José Mourinho è – o quanto meno era – solito dire “whoever has the ball is more likely to make a mistake”, chi tiene la palla ha più possibilità di commettere un errore. Ora, la citazione sarà anche un monumento al calcio reattivo, ma il concetto è impeccabile, e la Juventus cade suo malgrado pienamente nella casistica dell’esempio. Dopo la riconquista del pallone, Chiellini cerca un improbabile cambio di campo per Cuadrado, il quale è in una posizione troppo bassa per non richiedere una tecnica superiore nell’apertura. Il passaggio che esce dal piede del difensore è corto, Praet controlla di testa, auto-lanciandosi nello spazio. Neto non esce (avrebbe potuto), il pallone arriva a Schick per un comodo gol.
Film già visto? Non stasera. Marchisio si cala ancor più nella veste di creatore di gioco, chimando ai tagli profondi prima Mandžukić e poi Cuadrado. Da un nuovo inserimento del colombiano nasce l’azione che porta alla terza marcatura bianconera, favorita anche dalla confusione in area doriana e dal pasticcio di Puggioni. Ma è tutto l’impianto in zona avanata a funzionare: la palla scorre veloce, i giocatori si trovano negli spazi giusti, e la circolazione di palla è più veloce della riorganizzazione avversaria.
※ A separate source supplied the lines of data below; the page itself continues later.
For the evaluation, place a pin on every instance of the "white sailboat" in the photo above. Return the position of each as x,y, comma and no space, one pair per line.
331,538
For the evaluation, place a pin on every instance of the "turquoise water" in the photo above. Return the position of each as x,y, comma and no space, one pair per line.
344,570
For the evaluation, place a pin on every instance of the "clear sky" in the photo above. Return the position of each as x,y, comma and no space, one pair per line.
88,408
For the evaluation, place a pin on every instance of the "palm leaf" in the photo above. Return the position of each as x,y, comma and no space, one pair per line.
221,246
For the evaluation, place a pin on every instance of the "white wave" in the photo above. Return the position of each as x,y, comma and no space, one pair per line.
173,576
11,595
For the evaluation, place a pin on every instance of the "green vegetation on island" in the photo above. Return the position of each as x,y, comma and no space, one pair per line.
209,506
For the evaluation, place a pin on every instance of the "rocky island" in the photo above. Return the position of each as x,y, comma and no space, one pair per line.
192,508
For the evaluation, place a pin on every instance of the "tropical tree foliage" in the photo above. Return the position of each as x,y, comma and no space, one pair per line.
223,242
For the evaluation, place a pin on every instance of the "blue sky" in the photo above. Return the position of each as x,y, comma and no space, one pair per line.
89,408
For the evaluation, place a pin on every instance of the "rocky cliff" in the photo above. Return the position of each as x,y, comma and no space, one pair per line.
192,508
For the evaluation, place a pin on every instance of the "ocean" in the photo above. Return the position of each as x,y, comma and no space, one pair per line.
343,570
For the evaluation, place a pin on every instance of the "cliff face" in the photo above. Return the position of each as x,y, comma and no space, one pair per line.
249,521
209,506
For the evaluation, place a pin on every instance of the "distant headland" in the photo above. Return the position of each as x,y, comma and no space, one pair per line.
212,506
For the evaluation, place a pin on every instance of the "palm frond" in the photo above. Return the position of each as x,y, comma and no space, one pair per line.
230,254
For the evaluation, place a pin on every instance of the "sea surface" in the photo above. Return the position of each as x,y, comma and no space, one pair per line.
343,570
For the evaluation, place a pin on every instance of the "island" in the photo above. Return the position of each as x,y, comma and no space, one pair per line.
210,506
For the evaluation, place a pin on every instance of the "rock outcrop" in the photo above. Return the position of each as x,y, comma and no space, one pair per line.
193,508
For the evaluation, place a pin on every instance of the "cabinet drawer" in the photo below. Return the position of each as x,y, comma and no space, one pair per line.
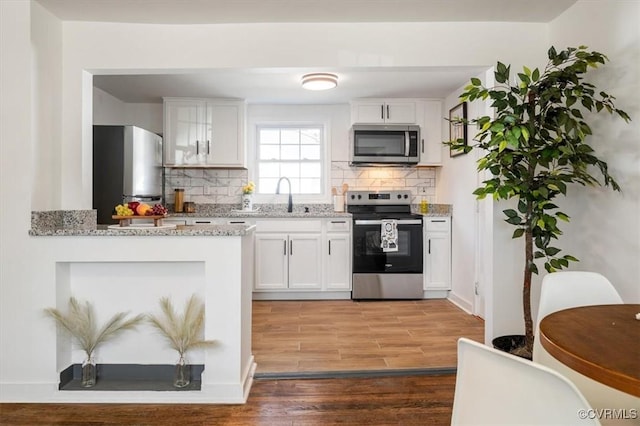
437,224
338,225
288,225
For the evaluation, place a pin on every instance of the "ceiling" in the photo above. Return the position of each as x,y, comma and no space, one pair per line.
282,85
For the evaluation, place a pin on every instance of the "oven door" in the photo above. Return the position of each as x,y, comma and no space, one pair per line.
368,256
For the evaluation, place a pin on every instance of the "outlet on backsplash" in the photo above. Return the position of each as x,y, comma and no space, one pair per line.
420,181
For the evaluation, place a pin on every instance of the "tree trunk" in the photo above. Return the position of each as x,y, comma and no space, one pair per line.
526,286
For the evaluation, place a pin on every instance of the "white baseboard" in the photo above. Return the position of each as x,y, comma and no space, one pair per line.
463,304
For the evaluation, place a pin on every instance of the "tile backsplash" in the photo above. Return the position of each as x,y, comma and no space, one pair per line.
224,186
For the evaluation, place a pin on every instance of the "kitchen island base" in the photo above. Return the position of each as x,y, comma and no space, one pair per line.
130,273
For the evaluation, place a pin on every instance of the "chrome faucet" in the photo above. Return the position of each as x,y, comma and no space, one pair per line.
290,205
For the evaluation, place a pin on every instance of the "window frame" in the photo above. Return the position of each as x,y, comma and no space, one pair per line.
325,163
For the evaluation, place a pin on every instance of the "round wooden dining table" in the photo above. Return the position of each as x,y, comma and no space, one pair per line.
601,342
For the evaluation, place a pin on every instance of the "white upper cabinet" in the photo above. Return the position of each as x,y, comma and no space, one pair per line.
437,253
204,133
387,111
431,133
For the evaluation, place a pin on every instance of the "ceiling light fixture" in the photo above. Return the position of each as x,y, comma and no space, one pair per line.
319,81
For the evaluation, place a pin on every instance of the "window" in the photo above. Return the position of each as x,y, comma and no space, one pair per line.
295,152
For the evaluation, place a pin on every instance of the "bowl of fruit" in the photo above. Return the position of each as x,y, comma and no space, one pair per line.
137,210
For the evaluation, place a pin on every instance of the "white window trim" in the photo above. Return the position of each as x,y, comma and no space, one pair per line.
324,197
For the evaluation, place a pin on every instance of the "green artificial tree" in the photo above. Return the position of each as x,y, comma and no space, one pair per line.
535,145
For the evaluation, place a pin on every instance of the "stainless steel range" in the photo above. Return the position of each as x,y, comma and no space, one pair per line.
395,270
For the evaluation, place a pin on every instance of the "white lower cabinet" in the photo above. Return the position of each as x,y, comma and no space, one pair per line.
302,255
288,255
437,253
338,264
288,261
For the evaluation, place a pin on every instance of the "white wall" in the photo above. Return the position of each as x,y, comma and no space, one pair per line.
46,34
109,110
107,47
455,181
604,232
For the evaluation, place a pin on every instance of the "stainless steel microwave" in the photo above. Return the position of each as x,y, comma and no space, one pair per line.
385,144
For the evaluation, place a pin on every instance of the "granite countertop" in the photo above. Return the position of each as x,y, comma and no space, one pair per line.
236,230
83,222
279,211
262,211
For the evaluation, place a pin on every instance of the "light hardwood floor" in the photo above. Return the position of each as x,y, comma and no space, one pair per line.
343,335
315,336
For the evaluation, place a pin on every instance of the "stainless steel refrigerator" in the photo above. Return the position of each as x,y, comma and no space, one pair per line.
127,166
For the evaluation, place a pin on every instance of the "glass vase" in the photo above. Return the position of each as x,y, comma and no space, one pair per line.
247,202
182,375
89,370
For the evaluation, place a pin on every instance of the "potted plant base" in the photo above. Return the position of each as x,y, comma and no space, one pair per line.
513,344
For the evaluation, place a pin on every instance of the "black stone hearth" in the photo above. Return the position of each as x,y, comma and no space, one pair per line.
130,377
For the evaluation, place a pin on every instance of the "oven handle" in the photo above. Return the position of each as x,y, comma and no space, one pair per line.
379,222
406,144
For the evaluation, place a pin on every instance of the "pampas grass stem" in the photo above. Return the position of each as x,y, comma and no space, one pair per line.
80,323
182,331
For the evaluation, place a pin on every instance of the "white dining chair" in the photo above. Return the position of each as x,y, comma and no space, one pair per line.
569,289
497,388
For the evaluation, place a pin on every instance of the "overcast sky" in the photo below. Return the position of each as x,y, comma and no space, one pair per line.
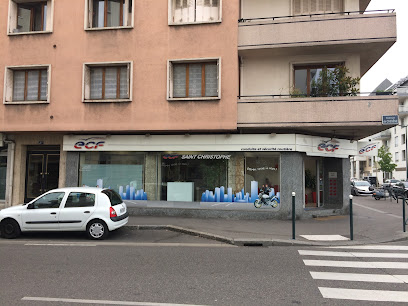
394,64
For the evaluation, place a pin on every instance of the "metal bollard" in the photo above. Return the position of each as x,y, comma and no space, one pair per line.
293,214
403,214
351,217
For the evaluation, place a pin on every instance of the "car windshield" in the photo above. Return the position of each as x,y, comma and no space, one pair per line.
362,183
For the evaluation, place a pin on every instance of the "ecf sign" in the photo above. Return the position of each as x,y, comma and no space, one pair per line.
89,143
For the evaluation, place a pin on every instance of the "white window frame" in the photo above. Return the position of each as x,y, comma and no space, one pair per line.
9,84
86,89
170,15
128,21
191,61
12,17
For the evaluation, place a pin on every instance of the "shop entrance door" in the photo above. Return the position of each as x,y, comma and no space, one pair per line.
42,171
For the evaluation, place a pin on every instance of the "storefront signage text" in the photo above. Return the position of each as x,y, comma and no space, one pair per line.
89,143
205,156
328,147
367,148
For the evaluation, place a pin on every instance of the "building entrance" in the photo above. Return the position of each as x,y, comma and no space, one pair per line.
42,171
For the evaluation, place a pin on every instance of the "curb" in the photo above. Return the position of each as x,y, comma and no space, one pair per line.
257,242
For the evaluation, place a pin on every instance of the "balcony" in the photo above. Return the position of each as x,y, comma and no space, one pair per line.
353,117
370,35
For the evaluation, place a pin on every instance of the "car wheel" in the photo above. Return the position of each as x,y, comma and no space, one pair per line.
97,230
9,229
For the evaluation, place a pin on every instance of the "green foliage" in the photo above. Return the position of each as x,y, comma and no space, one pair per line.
385,162
334,83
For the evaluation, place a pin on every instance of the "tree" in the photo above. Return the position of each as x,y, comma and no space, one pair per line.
385,162
334,83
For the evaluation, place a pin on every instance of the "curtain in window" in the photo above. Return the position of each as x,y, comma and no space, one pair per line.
211,80
32,85
18,85
124,88
179,80
96,83
111,82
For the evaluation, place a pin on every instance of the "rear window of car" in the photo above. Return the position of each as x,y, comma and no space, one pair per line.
113,196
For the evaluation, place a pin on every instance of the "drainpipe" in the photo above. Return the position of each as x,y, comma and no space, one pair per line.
10,171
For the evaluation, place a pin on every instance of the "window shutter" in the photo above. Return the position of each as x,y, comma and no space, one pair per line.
96,83
32,85
18,85
297,9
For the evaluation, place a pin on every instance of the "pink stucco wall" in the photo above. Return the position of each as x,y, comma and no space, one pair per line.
149,45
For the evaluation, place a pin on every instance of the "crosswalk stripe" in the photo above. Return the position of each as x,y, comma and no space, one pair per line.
357,264
352,254
355,277
364,295
372,247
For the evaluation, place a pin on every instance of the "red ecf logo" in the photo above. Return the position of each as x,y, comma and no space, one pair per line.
329,147
88,144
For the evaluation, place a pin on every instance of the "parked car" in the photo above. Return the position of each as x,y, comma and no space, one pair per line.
361,187
94,210
401,189
391,182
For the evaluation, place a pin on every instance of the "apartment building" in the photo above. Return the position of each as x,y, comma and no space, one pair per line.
186,100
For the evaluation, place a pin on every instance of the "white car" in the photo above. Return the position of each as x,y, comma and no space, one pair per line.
94,210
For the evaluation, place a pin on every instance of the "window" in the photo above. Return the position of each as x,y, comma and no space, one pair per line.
300,7
50,200
107,82
80,199
305,75
195,11
194,79
27,84
109,14
30,16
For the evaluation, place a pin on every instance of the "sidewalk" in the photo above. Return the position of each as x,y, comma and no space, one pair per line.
367,230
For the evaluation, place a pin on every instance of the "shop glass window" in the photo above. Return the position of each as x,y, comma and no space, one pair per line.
264,170
109,13
195,80
107,82
301,7
202,173
306,75
195,11
30,85
3,175
120,171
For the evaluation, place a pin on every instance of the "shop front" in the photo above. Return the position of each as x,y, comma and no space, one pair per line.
213,168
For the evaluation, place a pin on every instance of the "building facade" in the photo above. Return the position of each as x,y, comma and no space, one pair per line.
186,101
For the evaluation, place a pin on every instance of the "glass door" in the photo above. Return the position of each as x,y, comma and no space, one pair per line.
42,173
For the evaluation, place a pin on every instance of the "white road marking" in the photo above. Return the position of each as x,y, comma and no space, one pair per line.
100,302
364,295
324,237
355,277
377,210
372,247
357,264
352,254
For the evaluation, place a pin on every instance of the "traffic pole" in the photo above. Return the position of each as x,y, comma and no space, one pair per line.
403,214
351,217
293,214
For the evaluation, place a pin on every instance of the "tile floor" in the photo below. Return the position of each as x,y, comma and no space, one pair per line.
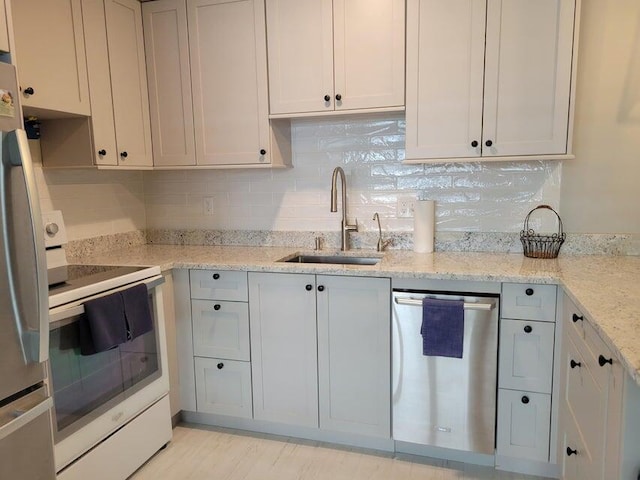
200,452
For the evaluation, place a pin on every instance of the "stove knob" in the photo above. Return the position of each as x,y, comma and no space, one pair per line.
51,229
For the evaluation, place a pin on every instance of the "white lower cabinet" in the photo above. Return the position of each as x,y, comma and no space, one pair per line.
592,402
282,312
526,355
220,329
223,386
523,424
220,342
526,421
353,355
320,351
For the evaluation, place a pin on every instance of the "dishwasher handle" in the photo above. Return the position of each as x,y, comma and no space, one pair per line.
485,307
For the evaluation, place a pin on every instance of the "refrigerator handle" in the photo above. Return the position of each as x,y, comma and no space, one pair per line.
35,337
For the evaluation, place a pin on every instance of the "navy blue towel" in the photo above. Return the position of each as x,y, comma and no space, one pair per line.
137,310
104,325
442,327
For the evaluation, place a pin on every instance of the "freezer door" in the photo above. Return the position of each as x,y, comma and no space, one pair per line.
26,442
23,283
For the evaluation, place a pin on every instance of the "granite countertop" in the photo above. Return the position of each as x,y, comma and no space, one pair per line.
603,287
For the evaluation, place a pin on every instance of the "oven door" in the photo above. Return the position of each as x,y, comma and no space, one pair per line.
94,395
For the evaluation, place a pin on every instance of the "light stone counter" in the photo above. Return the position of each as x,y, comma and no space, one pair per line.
605,288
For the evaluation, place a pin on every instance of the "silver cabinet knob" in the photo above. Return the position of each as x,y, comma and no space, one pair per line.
51,229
I cambi non stravolgono l’assetto tattico delle due squadre. Lemina concede un naturale break a Marchisio, inappellabilmente Most Valuable Player dell’incontro, mentre il rientro in campo di Asamoah è un cambio conservativo, preferendo il suo dinamismo alle geometrie di Pjanić. A otto minuti dal fischio finale, non ci possiamo lamentare. Tanto più che Chiellini mette a referto la propria doppietta personale, sul secondo assist di Cuadrado (solo da spingere dentro, come il primo).
La prova complessiva della squadra è incoraggiante, perché si mette alle spalle non solo la sconfitta di Milano, ma anche le scialbe prestazioni con Lione e Udinese. A voler fare i maligni, qualuno dirà che la chiave di questa vittoria è aver trovato una squadra – la Samp – che non ha fatto barricate. Ma per una volta, vale la pena attingere dai luoghi comuni delle narrazioni sportive e dire che la Juventus vince e convince. Altri potrebbero dire che ancora una volta la Juventus ha subito un gol pur senza concedere nulla, gol che la Samp forse non avrebbe nemmeno meritato per la pochezza della proposta offensiva. La certezza di ritrovare geometrie e posizioni con il rientro di Marchisio era in qualche modo pronosticabile, meno il fatto che potesse avere un impatto così determinante ed immediato dopo il brutto infortunio. Buone notizie anche dalla fascia destra: con Cuadrado e i giusti movimenti, brillano tutti.